The outputs of commercial agro production and processing companies are being affected by the attitude of some farm out-growers.

Mr Chris Amponsah Sackey of the Projects Department of the Ghana Export Promotion Authority (GEPA) said major agro companies in the country faced growing disappointment from out-growers they contract to meet input demand.

He raised the concern at a stakeholder breakfast meeting in Ho organised by GEPA, saying the situation needed to be addressed to save numerous agro processing companies springing up across the country, under the Government’s industrialisation initiative.

Citing the experience of Caltech, Ghana’s largest processor of cassava, he said the company was facing growing dishonesty from its out-growers.

He said Caltech depended on the supply agreement with hundreds of farmers in Volta Region where its factory was located, and the Company’s operations had been significantly hit as the out-grower outputs failed to meet targets.

Mr Amponsah said some farmers under contract refused to sell their produce to the Company despite receiving free seeds and other input including land preparation.

“They are spending time and money chasing out-growers for their produce. This is affecting majority of these companies, and out-growers need to understand the concept and help grow industrialisation,” he said.

Mr Amponsah told the GNA that it was an attitudinal challenge, therefore education should be considered for the farming community.

He called for law-backed and strict agreements for such endeavours, saying, the Government and sector stakeholders should consider disciplinary measures to help sustain out-grower programmes.

“Education is key. We need to disabuse mindsets. Out-growers should understand that they are helping themselves and the nation as well,” adding that the Volta Region’s prominence as a cassava production and processing hub was being affected by the situation.
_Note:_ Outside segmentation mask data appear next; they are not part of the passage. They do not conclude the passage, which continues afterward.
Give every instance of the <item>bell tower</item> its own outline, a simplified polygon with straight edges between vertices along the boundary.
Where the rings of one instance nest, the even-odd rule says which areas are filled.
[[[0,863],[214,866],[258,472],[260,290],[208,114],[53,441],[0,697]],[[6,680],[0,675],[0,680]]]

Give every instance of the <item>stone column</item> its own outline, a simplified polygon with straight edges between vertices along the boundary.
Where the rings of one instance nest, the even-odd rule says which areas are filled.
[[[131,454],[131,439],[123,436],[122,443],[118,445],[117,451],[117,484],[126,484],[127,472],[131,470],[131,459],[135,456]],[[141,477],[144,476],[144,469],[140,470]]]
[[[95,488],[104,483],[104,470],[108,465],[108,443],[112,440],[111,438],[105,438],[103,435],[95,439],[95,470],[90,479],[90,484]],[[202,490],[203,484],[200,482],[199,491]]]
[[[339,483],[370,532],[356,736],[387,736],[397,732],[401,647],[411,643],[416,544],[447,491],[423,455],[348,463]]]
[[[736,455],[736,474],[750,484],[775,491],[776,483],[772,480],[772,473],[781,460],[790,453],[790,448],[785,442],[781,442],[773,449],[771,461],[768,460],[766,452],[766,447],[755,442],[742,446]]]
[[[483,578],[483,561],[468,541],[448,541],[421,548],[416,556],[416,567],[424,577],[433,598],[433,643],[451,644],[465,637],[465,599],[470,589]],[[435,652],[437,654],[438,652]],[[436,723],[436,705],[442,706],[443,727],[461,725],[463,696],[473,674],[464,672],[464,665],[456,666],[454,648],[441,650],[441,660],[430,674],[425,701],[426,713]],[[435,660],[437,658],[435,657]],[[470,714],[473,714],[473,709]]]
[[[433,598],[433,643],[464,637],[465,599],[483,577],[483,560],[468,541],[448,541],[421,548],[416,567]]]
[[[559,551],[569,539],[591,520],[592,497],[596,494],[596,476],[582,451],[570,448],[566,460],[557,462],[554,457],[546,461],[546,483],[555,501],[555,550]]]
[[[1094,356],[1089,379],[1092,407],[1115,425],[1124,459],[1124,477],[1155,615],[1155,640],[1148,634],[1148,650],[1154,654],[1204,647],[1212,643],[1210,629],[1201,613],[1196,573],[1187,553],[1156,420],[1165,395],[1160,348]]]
The Volta had great potential and could significantly contribute towards the realisation of the targeted 25.3 billion dollar export revenue for the country, as starch also could fetch over two billion dollars for the region, but the cassava industry was suffering, Mr Amponsah said.

The breakfast meeting brought together stakeholders in the Volta Region to deliberate on growing the export economy.

Participants included the leadership of the Association of Ghana Industries in the Region, the Ghana EXIM Bank, and the Director of the Volta Regional Coordinating Council, Mr Augustus Awiti.

Mr Alexander Dadzawa, the Programmes Director of GEPA, said the Volta Region was fast becoming an export hub and commended the various entrepreneurs that help up the sector.

He said the Region among others embraced the GEPA’s coconut revitalisation project, and should sustained the patronage to help expand the prospects of the tree crop

Ms Doris Bansah, the Regional Director of GEPA, said the meeting aimed at strengthening collaboration among the various stakeholders, noting a “lack of full linkage” among stakeholders on export.

She said it was the first meeting of its kind by the Authority in the Region and should help address the “low economic and slow pace of progress of the export sector in Volta.